Вожделение на глазах Марселы разрушило ее семью, и она, уходя от этого чувства, подменила его глубокой, преданной дружбой с другой монахиней, не чуждой литературной работе, Херонимой дель Эспириту Санто. Но ее самыми прочными отношениями и величайшим утешением была постоянная духовная связь с Господом, к которой располагало и которую питало благословенное монастырское одиночество. В доме Лопе она делила спальню со своей единокровной сестрой и служанкой, для нее была закрыта единственная гостиная, куда допускались лишь мужчины, и она была совершенно лишена уединения. В отличие от такого положения, в монастыре сестры часто наслаждались общением друг с другом в просторных общих покоях, где были расставлены стулья, в садах цвели цветы и били фонтаны, но самое замечательное заключалось в том, что каждая монахиня имела собственную отдельную комнату. Об этом Марсела в стихах написала в «Похвальном слове одиночеству келий»:
Входите же, матери, радостно,
Чтоб в сердце восторга пожар пылал.
Ведь Бог, что нам кельи пожаловал,
Нам даст все, что будет нам надобно[348].

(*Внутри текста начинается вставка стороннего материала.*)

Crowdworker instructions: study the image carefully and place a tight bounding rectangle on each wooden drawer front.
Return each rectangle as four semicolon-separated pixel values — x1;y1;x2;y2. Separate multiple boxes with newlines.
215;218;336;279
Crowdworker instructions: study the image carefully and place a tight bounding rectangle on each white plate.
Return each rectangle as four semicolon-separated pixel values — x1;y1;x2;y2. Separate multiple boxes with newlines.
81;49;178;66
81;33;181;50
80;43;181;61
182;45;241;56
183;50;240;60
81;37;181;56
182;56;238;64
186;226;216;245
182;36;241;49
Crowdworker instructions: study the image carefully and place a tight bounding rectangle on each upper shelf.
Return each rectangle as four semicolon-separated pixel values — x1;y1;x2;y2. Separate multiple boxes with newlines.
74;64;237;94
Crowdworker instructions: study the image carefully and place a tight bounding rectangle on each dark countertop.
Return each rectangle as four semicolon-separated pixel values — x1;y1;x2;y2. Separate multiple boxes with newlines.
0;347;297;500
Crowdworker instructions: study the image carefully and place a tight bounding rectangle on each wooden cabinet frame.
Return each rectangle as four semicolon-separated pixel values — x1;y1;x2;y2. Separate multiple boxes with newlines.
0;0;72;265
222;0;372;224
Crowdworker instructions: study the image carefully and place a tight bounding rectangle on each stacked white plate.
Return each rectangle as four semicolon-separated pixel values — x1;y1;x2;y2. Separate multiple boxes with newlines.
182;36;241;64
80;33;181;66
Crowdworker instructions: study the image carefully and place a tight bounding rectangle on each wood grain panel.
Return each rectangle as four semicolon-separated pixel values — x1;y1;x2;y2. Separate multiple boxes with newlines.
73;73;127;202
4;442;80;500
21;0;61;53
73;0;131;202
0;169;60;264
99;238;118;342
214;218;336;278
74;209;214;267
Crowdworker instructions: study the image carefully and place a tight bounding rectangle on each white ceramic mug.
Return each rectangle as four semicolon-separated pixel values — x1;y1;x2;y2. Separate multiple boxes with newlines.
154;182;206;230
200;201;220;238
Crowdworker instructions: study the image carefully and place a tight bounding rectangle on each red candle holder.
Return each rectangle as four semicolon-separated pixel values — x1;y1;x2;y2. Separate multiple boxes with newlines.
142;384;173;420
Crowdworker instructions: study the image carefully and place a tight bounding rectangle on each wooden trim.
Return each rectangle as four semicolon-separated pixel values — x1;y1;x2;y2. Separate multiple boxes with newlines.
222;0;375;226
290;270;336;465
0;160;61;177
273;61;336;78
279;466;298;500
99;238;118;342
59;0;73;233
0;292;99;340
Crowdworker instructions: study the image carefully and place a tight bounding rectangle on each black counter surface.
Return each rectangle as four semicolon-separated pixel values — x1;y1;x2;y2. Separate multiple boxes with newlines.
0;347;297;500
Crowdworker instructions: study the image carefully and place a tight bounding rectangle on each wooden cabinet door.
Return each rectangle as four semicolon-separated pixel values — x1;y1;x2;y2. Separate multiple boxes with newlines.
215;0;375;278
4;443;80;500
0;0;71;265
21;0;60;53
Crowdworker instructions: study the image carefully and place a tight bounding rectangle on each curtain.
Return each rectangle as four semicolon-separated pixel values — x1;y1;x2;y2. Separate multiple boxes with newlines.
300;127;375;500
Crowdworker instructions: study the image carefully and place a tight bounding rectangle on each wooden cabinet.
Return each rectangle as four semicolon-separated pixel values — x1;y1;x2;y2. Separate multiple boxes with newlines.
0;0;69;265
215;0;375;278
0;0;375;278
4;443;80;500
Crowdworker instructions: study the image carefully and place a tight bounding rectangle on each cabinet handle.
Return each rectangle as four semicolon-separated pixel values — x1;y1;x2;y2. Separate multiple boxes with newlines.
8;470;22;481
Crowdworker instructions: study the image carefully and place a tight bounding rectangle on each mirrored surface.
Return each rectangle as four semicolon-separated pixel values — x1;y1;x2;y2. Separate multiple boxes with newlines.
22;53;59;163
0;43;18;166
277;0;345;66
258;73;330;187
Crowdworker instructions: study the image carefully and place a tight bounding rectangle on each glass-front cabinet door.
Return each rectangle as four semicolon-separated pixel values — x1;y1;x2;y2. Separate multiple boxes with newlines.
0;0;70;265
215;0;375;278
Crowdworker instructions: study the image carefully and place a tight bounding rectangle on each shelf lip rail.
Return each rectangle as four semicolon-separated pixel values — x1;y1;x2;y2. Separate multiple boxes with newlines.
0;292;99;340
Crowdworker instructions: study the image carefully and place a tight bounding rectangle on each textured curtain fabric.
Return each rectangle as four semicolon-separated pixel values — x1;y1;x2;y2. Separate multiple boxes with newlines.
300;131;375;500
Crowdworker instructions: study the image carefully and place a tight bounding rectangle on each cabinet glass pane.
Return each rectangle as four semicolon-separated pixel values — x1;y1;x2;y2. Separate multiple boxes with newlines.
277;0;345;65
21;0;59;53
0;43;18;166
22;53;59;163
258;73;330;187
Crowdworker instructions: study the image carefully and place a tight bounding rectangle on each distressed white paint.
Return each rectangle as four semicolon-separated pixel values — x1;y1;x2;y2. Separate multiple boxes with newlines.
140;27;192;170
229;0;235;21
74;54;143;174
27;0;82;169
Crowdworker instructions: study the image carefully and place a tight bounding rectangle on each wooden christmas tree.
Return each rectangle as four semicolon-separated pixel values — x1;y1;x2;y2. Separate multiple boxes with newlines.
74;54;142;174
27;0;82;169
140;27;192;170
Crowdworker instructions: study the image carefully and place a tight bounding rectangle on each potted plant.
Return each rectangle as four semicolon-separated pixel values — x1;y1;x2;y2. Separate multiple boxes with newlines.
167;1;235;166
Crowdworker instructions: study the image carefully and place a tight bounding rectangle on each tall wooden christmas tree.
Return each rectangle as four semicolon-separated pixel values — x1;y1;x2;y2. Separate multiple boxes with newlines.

Она язвительно высмеивала в стихах заслуживавших этого мужчин и критиковала бестолковых церковников, которые неумело управляли монастырями. Она не стеснялась язвить даже по поводу королевского двора, но ее сатиры остались незамеченными и оставленными без наказания, поскольку их слышали только монахини ее монастыря.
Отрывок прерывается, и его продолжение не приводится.